The Unknown Woman

Santa Barbaran filmgoers may recall that the Italian film The Unknown Woman closed this year’s Santa Barbara International Film Festival, and also that it was one of the least frothy, dessert-like closers in the festival’s history. That fact surprised some who knew about the film’s director, Giuseppe Tornatore, whose best-known and loved film is 1988’s Cinema Paradiso, a thoroughly sweet paean to the enchanting power of cinema and childhood. If Cinema Paradiso taps into the nostalgically lyrical side of Fellini, The Unknown Woman goes to an entirely different place – the evil and kinky cultural neighborhood of Hitchcock and beyond.

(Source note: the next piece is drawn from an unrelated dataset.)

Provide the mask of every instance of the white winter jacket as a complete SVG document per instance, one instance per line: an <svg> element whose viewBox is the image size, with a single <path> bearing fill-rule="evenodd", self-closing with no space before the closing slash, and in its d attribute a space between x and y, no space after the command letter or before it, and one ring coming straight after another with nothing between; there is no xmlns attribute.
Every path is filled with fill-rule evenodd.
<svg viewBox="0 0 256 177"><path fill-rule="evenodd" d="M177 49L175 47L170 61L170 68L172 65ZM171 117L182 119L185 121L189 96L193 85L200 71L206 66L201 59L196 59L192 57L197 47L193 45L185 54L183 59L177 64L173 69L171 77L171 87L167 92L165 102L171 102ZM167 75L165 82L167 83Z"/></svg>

Aided immeasurably by great composer Ennio Morricone‘s effectively creepy, insinuating score – not to mention the hypnotic power of the well-placed flashback – Tornatore tells the slowly unfolding story of a young woman, an immigrant from the Ukraine to Italy, with a troubled past. We keep catching teasing glimpses of that past, involving sexual coercion and dark criminal voodoo, as she tries to insure her safety in a new land, and confides in a woman she has silenced. Cleverly constructed and vividly visual, the film is plotted like an exercise in brewing tension and is dotted with some spine-tingling moments.

Ultimately, though, Tornatore’s film plays too much like an experiment without the proper artistic passion or commitment, as if he’s too wrapped-up in Hitchcock-ian homage and the mechanics of the genre to get to a genuinely expressive place that might make this film anything more than a footnote. In other words, his reputation as an auteur-istic sweetheart continues.